By Allison Campbell-Jensen
Handwashing is key to deterring the spread of disease. We all know this now in the face of fighting COVID-19. And it is hoped that we all do wash our hands often and well to fight diseases.
But it was not always so.
As celebrated in a Google Doodle and reported by Newsweek on March 20, it was only in the 19th century that a Hungarian obstetrician, Ignaz Semmelweis, studied and published on the importance of handwashing for the health of new mothers and, ultimately, all of us.
Keen observer
The U’s Wangensteen Historical Library of Biology and Medicine has a rare copy of the results of his study of maternal health, The Etiology, Concept, and Prophylaxis of Childbed Fever. There were two maternal wards in the hospital where Semmelweis worked: one staffed by midwives and the other by physicians.
Semmelweis noticed that the rates of fever, which was likely brought on by infection, were much lower in the midwife-staffed ward than in the physician-staffed ward. Studying the differences between the wards, he noted that midwives washed their hands and equipment between patients, which the physicians did not do.
He published the results of this research in 1861, recommending that handwashing could help stem these often-fatal infections. Unfortunately, many doctors resisted the proposed change in practice.
To advance science and improve hygiene, additional advocates of sanitary approaches were needed, says Curator Lois Hendrickson.
“Semmelweis was like a lot of pioneers: People didn’t believe him,” she says. “It fell to other people to move that research forward.”
Like Semmelweis, U. S. surgeon Oliver Wendell Holmes Sr. advocated for sanitary surgical techniques while treating the same disease of childbed fever, but his piece was published in a little-known journal and also went unheeded. Then, physicians like Joseph Lister took up the banner and successfully publicized ways to combat the spread of germs in hospitals and in homes.

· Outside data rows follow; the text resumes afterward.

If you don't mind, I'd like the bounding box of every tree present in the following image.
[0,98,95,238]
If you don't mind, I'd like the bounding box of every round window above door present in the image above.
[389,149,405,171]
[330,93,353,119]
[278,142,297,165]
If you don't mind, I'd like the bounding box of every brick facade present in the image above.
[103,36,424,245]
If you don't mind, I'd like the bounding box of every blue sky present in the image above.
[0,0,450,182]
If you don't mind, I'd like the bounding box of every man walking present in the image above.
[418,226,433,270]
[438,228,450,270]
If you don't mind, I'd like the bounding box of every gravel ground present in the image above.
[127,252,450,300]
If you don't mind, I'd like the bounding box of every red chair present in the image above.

One result of his work? The well-known germ-fighting product Listerine.
The roots of Semmelweis’s research
The library also has an even rarer Semmelweis publication because of the international reach and philanthropy of library founder Dr. Owen H. Wangensteen. The Wangensteen Library is fortunate to own one of only two known copies of Semmelweis’s doctoral thesis, Tractatus de vita plantarum; dissertatio inauguralis (1844). The other copy is at the Semmelweis Library in Budapest. Semmelweis wrote his dissertation on the then-popular theory of vitalism, the life force in plants.
The copy of Semmelweis’s thesis arrived at the University shortly after WWII as a thank-you gift to Wangensteen, who was Chief of Surgery at the Medical School for more than 30 years.
Following the war, Wangensteen and 19 other gastric surgeons pooled their resources and sent $2,000 to aid the widow of an eminent Hungarian gastric surgeon, Eugern Polya (1876-1944), who had been executed by the Nazis. In gratitude, the widow, who was living in Sydney, Australia, sent Semmelweis’s dissertation to Dr. Wangensteen.
Healthy legacy
During his lifetime, Semmelweis not only was not celebrated but also he was reviled, resented, and not re-appointed to his position at Vienna’s General Hospital. He died at 47 in a mental hospital.
Yet, because of his studies — and the work of those who followed him — the importance of handwashing, and germ theory itself, became widely accepted. And so in our lives and in our homes today, we are better equipped to cope with the threat of the coronavirus.